Depression is a disease of the brain. The brain MRIs of depressed patients look different in the areas involved with mood, thinking, sleep, appetite, and behavior.2 Women are 70% more likely to suffer from depression than are men, with an average age of onset at 32.3 Depression can also be affected by hormones, and is seen more often in women after giving birth and during menopause. 
 
Men and women may experience depression differently. Women are more likely to feel sad and worthless, with episodes of excessive guilt. Men are more likely to experience irritability and  frustration.4  Patients suffering from depression are also at higher risk for the development of heart disease, stroke, and dementia.5   Depression can also follow a major illness. Up to 33% of heart  attack patients eventually develop depression.6  The good news is that depression can be successfully treated. As with any illness, the earlier treatment is initiated, the better the outcome. Treatment typically consists of medication and/or psychotherapy.  Most antidepressants work on adjusting the levels of neurotransmitters in the brain, particularly serotonin and norepinephrine.7 
 
Unfortunately, when it comes to depression, admitting you have it can be difficult. We live in a society in which mental illness comes with a stigma. Numerous studies from around the world show a  common belief that depression is a sign of personal weakness. Many employers would hesitate to hire a person suffering from a mental illness, and if you plan to run for public office, you can expect  to lose some votes. Let’s face it: For a dentist, admitting you have depression publicly would not exactly be a practice builder. But letting your physician know about your symptoms is critical. With treatment modalities improving and HIIPA laws protecting your medical records, the benefits far outweigh the risks. 
 
It is of interest to note that in a 2006 study published in the Journal of Nervous and Mental Disease, 24% of the first 37 presidents of the United States suffered from depression. John Adams,  Thomas Jefferson, and Abraham Lincoln are included in this number. I don’t think we would classify any of these men as “weak willed”. According to writer Joshua Wolf, “Lincoln didn’t do great work because he solved the problem of his melancholy; the problem of his melancholy was all the more fuel for the fire of his great work”.8
 
It is time that dentistry brings the topic of depression out of the  closet and encourages our colleagues who suffer from this disease to seek treatment. We need to make a conscious effort to move our profession out of the Top 10 in the suicide rankings. 
 
References
1. National Institute of Mental Health: Depression.

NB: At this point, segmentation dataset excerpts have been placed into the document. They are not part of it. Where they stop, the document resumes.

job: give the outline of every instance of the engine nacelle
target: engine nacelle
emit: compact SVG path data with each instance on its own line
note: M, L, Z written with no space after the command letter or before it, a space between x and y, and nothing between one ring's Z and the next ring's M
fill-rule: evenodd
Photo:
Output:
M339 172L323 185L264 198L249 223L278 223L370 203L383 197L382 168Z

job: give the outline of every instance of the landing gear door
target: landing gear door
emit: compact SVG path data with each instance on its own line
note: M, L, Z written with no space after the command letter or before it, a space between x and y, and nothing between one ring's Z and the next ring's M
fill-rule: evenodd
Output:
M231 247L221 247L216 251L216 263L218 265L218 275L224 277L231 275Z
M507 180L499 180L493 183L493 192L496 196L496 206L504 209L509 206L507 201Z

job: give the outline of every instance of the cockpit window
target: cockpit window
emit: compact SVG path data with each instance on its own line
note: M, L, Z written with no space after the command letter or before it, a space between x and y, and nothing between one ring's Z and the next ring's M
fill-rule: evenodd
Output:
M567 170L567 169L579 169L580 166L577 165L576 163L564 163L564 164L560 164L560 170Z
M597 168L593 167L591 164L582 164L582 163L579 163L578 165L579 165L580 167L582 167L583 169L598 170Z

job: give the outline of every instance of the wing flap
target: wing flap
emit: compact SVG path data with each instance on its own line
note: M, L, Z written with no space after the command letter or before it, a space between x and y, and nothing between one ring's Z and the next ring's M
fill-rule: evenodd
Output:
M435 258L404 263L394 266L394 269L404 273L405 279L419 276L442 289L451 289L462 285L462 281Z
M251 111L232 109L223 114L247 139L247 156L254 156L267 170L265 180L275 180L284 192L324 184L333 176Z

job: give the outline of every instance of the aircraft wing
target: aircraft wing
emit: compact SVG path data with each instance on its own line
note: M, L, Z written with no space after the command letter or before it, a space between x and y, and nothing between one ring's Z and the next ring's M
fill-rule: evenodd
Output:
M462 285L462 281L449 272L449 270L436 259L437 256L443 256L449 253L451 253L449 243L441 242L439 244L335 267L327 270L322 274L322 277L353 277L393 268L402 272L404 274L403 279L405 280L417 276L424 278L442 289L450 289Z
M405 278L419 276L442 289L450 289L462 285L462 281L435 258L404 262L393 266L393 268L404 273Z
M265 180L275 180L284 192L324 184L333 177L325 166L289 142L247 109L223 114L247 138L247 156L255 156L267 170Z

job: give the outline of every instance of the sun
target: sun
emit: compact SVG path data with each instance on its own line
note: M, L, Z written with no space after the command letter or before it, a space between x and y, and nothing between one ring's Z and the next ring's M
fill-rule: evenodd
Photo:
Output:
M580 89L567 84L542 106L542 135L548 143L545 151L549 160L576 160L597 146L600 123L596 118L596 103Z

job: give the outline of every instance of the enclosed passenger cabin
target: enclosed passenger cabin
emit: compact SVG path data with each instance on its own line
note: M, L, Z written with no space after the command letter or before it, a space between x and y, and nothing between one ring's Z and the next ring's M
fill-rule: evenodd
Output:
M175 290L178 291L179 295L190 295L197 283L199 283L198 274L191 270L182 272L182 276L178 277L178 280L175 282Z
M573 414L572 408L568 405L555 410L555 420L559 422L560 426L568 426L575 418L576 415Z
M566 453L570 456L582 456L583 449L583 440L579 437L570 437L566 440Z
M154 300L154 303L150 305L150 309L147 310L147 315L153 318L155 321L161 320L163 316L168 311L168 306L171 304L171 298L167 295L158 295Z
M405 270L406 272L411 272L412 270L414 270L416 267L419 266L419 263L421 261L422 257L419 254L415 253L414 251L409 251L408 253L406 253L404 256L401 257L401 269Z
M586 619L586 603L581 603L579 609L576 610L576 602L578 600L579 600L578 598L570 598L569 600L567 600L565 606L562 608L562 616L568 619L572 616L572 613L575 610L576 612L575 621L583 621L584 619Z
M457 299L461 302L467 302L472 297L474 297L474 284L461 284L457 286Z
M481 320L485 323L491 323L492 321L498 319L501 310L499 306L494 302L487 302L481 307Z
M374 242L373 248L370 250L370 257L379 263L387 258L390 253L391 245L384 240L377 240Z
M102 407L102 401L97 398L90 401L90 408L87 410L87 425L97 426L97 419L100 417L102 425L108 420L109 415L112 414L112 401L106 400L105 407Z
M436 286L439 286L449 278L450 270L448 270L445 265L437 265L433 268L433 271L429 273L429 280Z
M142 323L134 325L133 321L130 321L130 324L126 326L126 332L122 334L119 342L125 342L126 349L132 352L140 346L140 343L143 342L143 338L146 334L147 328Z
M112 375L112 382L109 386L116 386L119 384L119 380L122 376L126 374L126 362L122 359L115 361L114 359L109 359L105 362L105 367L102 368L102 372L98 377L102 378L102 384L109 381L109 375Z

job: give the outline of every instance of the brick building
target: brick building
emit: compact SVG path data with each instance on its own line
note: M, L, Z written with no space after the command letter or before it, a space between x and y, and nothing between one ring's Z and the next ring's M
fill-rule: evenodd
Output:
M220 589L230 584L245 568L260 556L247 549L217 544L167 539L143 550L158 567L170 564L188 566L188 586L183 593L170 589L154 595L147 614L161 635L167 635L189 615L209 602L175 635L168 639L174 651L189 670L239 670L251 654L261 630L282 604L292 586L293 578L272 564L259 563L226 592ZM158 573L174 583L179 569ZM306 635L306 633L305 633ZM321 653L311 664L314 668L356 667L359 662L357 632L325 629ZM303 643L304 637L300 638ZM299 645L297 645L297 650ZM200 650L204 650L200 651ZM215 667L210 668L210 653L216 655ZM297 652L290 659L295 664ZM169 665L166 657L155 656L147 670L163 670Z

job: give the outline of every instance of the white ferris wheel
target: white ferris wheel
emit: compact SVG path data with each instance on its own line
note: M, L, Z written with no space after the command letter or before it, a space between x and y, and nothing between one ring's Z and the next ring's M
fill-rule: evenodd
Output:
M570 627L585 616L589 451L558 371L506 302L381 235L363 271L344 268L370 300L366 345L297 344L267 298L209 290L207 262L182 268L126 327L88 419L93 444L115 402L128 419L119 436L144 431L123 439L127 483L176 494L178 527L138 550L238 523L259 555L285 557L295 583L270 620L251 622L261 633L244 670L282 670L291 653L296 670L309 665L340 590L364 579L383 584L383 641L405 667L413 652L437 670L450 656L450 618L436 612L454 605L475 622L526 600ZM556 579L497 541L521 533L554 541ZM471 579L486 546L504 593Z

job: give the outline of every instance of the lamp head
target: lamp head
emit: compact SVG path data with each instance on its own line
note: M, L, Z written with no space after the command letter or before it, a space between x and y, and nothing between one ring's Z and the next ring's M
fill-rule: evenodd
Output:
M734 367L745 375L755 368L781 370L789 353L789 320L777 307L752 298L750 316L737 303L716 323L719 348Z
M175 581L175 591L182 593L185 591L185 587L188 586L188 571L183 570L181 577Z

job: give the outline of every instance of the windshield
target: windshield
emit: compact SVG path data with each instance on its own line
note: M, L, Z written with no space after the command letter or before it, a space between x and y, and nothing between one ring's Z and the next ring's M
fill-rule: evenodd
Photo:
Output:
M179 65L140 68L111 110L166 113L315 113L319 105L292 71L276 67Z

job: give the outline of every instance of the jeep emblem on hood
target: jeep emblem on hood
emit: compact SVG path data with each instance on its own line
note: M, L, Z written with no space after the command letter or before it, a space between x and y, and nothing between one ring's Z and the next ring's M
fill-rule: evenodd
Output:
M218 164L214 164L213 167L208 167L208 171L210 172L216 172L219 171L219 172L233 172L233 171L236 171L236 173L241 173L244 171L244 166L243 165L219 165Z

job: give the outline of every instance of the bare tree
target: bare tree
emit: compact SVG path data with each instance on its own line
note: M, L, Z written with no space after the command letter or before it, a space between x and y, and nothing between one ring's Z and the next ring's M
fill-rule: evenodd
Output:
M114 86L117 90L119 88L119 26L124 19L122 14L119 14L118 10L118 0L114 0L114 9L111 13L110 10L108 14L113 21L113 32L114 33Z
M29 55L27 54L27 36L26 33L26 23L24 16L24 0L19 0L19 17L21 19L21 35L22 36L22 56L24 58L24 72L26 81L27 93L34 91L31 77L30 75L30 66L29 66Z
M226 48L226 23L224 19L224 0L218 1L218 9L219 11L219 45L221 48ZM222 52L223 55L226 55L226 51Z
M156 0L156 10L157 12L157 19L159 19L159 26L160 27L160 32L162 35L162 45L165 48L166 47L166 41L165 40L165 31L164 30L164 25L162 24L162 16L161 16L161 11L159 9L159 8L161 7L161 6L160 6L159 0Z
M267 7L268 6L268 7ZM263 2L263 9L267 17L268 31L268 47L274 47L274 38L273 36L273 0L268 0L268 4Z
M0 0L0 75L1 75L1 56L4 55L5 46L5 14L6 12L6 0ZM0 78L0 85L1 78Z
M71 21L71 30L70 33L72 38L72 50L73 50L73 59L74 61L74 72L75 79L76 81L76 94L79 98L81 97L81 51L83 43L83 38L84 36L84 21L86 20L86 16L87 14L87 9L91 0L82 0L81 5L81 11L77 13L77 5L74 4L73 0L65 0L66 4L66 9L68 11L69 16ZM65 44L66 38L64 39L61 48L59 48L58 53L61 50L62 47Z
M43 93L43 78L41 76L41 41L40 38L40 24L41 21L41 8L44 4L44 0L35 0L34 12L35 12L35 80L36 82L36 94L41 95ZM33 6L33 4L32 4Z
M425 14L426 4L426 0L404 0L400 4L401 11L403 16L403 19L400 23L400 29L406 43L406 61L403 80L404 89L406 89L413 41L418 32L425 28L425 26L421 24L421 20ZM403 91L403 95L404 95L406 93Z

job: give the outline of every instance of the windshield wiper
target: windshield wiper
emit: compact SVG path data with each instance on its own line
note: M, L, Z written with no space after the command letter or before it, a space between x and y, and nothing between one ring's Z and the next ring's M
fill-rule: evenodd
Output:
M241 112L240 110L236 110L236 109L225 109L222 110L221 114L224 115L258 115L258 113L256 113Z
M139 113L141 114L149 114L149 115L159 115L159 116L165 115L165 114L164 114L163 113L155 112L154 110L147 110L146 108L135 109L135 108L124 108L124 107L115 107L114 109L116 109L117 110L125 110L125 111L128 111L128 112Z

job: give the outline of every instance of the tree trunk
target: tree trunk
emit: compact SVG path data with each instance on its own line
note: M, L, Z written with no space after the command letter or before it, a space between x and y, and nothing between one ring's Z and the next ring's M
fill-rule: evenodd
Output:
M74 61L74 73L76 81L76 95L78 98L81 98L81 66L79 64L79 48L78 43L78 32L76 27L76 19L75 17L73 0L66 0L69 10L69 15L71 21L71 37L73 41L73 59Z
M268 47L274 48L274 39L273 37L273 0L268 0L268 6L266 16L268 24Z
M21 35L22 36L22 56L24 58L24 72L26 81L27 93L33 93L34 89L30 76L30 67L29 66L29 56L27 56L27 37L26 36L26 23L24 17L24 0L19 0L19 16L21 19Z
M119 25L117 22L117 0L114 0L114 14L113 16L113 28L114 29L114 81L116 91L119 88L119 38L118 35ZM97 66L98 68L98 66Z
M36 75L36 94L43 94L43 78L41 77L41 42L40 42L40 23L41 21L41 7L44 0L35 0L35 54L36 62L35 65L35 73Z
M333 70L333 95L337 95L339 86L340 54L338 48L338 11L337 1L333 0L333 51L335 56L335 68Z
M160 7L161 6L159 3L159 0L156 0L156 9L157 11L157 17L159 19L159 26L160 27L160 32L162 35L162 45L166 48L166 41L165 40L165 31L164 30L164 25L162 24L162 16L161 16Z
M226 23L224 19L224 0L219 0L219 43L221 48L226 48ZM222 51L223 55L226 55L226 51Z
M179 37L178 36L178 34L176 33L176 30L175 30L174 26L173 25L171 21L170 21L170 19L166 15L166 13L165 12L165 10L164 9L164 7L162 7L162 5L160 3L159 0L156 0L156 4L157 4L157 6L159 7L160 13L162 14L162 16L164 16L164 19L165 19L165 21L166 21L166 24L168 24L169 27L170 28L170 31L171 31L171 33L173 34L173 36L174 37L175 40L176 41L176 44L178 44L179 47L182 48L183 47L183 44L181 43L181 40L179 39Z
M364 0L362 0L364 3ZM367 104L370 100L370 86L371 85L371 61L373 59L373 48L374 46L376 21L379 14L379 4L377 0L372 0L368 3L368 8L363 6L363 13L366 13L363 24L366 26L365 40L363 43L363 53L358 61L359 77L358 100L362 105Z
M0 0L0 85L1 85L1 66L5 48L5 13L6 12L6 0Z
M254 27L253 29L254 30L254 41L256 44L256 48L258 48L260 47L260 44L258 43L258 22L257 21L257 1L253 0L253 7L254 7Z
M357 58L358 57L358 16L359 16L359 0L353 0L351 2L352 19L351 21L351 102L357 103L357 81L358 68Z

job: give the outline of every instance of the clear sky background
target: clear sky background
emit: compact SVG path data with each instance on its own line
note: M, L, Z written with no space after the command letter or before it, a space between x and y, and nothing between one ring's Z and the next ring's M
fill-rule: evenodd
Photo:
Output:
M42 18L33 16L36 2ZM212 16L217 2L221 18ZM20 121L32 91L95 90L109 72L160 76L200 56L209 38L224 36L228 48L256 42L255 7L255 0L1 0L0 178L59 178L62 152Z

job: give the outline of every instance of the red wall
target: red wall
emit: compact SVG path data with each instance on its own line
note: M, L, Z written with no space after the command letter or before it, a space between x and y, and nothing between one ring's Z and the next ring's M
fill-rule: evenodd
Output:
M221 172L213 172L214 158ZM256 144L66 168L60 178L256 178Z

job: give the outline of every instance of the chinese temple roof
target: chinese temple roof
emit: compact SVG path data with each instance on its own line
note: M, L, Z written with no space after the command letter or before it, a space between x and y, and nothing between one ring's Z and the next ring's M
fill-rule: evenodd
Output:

2. Mayo Clinic: Depression.
3. NYTimes.com: Depression’s Upside, Jonah Lehrer. February 25, 2010.
4. CNN Living: Going Public With Depression. Kat Kinsman. CNN, Wednesday, August 22, 2012.
5. PubMed, U.S. National Library of Medicine, National Institutes of Health: High-Risk Occupations for Suicide. Roberts SE, Jaremin B, Lloyd K. Epub October 26, 2012.
6. Business Insider: The 19 Jobs Where You’re Most Likely to Kill Yourself. Gus Lubin. October 18, 2011.
7. Health Central: 7 Presidents Who Battled Depression. Merely Me, Health Guide, February 20, 2012.
8. American Heart Association: How Does Depression Affect the Heart. April 14, 2014.